Now the table and mirrors are with Alice in memory care. Move-in instructions say things like “label everything,” and “we are not liable for property that gets lost, damaged, or stolen.” Clothes come and go, and so do her hearing-aides. My sister and I had to choose which things should move with her. It’s hardly a choice of the magnitude of the one King Solomon posed to the mothers or the desperate choice of poor Sophie. But still, it’s a balance of well being—hers and ours. If that hand-held mirror stays there with Alice to ground her, we will likely lose the chance to hold it in our hands and feel her after she is
gone, looking at us through its glass.
No doubt, the old Alice would tell me to get the mirror out of there. The new Alice would have a variety of answers depending her response to the person who helped her dress and undress that day, to the person who combed her hair, after her bath, while she sat at her dressing table. So the mirror stays on. We can’t imagine her at her table without it.

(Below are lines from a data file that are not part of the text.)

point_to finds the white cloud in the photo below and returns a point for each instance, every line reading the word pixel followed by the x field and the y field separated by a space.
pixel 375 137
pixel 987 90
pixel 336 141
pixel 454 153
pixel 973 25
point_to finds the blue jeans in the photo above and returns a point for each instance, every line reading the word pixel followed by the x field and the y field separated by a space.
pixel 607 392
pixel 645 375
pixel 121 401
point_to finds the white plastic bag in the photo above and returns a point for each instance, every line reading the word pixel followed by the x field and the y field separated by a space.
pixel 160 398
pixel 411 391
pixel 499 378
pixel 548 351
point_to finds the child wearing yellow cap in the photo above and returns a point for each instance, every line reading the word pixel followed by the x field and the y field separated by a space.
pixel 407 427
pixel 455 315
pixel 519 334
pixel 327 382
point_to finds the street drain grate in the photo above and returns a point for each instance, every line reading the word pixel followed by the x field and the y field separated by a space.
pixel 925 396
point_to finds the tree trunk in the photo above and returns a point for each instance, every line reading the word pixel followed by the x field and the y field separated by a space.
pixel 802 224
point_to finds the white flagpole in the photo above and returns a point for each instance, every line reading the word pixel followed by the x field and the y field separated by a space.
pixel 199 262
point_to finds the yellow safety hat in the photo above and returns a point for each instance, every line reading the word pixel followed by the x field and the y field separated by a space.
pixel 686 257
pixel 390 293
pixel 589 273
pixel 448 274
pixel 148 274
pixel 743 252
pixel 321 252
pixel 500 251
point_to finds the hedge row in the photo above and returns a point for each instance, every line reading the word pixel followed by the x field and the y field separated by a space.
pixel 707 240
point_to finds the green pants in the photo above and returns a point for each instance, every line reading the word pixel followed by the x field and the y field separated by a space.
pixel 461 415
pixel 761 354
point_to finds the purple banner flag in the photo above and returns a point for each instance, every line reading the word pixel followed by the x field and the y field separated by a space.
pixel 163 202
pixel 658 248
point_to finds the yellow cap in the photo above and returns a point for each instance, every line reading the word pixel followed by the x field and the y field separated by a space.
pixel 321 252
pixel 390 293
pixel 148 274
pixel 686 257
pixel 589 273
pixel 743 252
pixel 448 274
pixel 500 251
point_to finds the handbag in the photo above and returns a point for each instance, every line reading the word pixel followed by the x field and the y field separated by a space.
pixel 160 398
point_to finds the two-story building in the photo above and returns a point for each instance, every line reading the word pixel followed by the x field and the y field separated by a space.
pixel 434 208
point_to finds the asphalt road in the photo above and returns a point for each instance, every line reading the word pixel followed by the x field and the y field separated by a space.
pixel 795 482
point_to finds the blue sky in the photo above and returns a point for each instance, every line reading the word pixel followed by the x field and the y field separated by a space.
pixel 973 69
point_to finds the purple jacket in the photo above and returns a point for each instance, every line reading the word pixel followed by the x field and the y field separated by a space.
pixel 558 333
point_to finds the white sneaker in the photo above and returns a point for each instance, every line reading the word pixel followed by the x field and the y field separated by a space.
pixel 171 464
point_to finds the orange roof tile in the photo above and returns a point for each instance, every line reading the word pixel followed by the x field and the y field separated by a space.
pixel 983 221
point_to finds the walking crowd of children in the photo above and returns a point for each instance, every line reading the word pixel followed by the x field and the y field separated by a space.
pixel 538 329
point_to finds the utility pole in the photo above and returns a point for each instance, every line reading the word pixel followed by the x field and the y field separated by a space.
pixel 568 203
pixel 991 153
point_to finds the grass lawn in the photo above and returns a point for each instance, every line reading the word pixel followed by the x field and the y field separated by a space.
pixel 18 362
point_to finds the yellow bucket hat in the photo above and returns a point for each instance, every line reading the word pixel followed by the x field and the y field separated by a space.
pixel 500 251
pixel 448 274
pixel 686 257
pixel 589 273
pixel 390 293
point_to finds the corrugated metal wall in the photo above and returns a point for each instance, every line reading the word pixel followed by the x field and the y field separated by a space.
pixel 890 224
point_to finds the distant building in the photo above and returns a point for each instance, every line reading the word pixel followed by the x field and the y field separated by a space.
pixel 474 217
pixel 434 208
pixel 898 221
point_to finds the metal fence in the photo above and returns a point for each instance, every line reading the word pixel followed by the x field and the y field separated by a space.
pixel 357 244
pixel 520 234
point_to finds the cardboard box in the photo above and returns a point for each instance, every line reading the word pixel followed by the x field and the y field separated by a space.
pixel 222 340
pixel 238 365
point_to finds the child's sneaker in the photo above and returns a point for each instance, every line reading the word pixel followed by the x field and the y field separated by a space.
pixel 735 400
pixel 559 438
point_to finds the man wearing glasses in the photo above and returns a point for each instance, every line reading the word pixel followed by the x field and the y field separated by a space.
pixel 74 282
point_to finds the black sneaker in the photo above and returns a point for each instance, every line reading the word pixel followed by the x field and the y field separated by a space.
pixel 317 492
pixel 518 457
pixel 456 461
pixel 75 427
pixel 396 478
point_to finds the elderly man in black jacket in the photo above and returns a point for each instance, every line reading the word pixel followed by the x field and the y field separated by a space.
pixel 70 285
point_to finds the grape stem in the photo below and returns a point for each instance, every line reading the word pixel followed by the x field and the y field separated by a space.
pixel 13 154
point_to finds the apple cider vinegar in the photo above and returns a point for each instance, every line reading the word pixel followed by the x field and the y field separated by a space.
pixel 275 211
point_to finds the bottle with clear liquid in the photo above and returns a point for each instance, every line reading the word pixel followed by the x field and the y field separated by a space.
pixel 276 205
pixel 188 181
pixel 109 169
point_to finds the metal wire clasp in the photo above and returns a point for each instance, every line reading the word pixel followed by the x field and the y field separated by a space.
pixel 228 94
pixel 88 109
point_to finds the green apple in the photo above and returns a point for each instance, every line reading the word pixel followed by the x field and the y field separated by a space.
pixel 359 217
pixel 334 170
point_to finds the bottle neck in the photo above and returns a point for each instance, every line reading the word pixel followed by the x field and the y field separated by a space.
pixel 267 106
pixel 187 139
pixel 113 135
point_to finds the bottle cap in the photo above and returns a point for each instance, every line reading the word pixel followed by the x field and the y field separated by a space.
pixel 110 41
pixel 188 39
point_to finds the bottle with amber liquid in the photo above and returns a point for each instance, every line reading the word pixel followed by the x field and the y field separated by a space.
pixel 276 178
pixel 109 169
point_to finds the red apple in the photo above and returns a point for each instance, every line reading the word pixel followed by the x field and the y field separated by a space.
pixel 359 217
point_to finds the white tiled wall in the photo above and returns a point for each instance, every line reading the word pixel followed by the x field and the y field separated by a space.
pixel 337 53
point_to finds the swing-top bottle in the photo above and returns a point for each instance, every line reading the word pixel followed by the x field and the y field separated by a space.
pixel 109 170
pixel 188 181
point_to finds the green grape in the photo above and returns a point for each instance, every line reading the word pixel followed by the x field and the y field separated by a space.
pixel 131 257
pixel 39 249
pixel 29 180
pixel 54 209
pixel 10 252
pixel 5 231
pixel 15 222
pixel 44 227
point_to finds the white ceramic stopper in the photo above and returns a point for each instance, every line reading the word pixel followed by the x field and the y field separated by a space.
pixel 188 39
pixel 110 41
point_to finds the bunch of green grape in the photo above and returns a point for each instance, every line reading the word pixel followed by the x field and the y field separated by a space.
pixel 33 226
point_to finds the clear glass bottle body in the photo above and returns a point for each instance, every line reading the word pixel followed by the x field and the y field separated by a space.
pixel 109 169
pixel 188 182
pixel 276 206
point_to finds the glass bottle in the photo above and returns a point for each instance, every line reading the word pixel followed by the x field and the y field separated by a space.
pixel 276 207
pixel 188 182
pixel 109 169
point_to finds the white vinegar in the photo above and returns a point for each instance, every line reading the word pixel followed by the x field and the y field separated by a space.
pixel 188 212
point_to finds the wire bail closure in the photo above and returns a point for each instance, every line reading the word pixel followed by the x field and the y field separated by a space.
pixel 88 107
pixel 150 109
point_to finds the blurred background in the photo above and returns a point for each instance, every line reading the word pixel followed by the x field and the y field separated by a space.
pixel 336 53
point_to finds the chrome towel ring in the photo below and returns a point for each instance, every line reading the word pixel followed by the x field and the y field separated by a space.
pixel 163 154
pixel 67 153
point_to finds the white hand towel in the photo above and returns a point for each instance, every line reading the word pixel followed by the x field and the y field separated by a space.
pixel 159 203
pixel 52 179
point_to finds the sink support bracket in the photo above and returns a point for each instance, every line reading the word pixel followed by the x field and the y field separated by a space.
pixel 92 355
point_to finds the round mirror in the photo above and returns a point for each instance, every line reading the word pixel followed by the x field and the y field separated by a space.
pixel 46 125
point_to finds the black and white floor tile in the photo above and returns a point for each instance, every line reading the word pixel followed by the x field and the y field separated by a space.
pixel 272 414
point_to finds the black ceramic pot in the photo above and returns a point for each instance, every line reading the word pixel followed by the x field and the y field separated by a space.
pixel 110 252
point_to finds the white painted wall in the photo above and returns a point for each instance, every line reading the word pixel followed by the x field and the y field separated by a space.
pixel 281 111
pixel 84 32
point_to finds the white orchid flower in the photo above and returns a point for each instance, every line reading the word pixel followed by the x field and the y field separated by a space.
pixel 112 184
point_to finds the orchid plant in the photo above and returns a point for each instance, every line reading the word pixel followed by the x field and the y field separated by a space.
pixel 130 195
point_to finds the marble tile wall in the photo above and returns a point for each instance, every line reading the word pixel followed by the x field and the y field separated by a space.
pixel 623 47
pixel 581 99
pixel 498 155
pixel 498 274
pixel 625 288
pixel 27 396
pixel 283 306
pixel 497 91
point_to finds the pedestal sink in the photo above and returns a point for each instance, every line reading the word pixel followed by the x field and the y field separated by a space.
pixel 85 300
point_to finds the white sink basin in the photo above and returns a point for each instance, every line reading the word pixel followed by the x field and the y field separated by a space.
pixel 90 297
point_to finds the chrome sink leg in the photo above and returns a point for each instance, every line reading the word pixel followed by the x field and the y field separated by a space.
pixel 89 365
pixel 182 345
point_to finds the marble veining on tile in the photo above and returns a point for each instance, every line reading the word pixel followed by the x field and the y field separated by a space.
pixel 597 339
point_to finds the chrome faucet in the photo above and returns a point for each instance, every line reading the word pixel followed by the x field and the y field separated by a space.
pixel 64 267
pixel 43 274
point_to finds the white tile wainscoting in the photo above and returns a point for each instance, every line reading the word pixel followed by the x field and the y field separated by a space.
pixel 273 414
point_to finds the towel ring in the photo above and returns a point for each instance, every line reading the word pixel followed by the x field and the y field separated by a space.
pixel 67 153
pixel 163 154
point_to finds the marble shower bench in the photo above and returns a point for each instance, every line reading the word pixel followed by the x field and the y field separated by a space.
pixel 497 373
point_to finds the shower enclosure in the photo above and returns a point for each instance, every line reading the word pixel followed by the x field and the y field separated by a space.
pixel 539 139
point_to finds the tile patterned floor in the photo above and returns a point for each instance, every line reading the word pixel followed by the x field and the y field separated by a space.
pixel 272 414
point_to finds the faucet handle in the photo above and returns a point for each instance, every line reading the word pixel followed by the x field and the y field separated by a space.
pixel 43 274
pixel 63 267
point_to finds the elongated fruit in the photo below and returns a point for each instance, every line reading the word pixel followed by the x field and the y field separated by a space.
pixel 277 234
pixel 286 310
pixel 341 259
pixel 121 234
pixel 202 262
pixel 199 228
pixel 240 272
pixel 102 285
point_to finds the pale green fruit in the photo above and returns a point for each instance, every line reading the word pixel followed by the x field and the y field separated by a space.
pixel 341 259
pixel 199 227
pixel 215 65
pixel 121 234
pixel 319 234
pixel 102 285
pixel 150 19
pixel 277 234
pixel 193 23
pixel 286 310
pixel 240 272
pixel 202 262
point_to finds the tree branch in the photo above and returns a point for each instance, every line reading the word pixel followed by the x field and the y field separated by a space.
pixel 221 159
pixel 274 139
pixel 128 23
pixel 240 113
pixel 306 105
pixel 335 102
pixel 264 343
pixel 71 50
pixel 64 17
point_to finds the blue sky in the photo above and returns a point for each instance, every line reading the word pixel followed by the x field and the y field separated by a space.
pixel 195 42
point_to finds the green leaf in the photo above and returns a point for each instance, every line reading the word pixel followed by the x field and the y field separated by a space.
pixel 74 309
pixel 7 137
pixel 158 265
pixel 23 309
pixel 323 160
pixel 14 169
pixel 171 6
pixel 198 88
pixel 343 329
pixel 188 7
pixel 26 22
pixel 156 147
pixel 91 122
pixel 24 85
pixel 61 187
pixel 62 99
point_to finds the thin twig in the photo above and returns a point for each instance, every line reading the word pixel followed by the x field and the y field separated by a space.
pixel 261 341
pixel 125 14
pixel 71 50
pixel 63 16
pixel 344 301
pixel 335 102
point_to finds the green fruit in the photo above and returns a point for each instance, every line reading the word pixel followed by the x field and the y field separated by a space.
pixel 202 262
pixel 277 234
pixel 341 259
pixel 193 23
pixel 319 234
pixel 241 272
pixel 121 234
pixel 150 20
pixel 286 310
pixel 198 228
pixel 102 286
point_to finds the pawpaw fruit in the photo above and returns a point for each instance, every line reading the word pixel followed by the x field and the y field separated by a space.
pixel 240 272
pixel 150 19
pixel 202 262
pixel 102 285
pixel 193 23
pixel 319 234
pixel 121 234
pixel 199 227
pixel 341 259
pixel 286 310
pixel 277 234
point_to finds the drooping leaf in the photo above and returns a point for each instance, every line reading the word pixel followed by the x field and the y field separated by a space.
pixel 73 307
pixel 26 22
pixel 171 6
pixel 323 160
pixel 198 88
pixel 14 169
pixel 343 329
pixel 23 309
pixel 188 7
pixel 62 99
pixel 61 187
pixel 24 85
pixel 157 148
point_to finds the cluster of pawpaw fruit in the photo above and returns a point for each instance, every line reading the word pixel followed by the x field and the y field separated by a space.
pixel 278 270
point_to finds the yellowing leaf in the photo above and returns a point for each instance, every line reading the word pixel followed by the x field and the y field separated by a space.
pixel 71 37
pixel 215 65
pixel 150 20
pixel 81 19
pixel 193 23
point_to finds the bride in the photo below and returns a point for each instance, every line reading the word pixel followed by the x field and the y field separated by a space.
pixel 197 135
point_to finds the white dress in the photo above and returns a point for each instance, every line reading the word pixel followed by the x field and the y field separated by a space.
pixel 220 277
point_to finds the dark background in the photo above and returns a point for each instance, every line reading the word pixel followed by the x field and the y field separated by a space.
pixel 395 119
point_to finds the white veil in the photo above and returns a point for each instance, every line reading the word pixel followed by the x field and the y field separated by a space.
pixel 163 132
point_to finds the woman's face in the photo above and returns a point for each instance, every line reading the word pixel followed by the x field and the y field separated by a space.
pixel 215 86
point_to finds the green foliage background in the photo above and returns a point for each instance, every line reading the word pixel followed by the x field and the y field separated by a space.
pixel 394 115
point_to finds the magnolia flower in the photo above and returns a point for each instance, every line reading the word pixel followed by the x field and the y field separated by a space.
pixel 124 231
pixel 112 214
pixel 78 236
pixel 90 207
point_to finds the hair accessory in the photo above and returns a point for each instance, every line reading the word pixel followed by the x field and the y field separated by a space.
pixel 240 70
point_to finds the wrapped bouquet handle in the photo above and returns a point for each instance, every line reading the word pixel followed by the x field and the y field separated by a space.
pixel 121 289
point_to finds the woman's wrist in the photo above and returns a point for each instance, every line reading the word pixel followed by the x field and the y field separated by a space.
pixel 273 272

Glass once again covers the dressing table’s wood veneer surface, Plexiglas this time. Alice had started peeling the veneer off the table’s naked top. Personal nakedness, on the other hand, poses no problems for Alice. The other day, when I called, I asked her how she was, a reflexive question, born of my own discomfort.
“I’m great!” she said. “I just took a bath and I didn’t have to do any of the work.”